Directed by Judith Helfand
(Distributed by Bullfrog Films, 2020)
82 min./Classroom version: 54 min.
Cooked focuses on the deadliest heat wave in U.S. history, in 1995, when 739 people in Chicago — mostly Black and elderly — died in one week. That’s the headline. But Helfand does much more than tell this story — although she does tell it, and tells it powerfully. Helfand focuses on Chicago’s heat wave to look at how a weeklong tragedy is really a story about the “slow-motion disaster” caused by race and class inequality. Helfand shows us a map of Chicago, with “almost perfect overlaps” between race, poverty, and heat wave deaths. “So the question is,” a Chicago official asks, “did people die of the heat, or did they die of the social conditions in these neighborhoods, and the answer is both.” Helfand examines — and mocks — the futility of task force reports, emergency plans, disaster preparedness, rehearsals for tornadoes and other calamities, when these ignore the racism and poverty that cause people to suffer so unequally.
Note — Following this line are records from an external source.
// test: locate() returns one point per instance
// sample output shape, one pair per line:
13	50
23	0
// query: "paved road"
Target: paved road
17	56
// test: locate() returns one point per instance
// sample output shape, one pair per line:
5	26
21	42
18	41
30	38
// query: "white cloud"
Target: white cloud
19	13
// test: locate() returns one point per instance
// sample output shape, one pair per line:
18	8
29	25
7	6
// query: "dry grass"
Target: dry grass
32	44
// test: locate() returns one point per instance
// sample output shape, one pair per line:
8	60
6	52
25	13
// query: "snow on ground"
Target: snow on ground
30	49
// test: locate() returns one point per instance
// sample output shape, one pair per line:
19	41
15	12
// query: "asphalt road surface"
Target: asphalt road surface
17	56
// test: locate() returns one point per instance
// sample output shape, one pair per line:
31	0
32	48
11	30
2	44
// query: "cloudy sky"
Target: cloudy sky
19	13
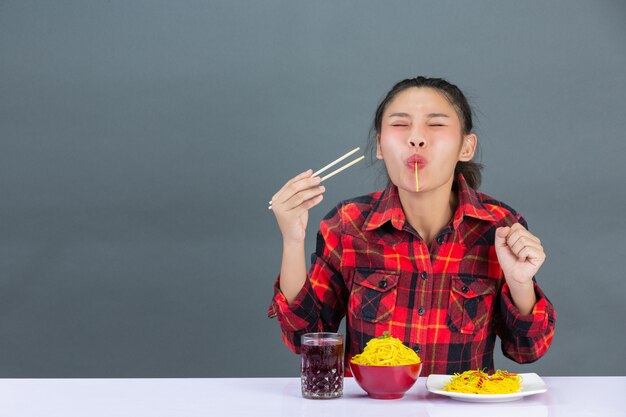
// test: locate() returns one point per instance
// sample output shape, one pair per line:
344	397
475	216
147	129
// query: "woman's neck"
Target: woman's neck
429	212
Helfand’s question, Why did people die in these particular Chicago neighborhoods?, suggests the outlines of a potential trial role play: Who or what is to blame? Possible “defendants” could include the fossil fuel industry causing inexorable global warming; Chicago officials, especially Mayor Richard Daley, who tried to blame the victims’ families themselves for not doing enough, and who fail to address the roots of poverty; the Federal Housing Administration, whose policies explicitly discriminated against Black communities; banks and corporations, which disinvested from Black communities and left people excessively vulnerable to “natural disasters”; and the entire system of racial capitalism, from enslavement forward, which created maps with “perfect overlaps” of race and death. Cooked is a film that gives names and faces to the concept of environmental racism. It can help students recognize that the climate crisis is also a racial justice crisis.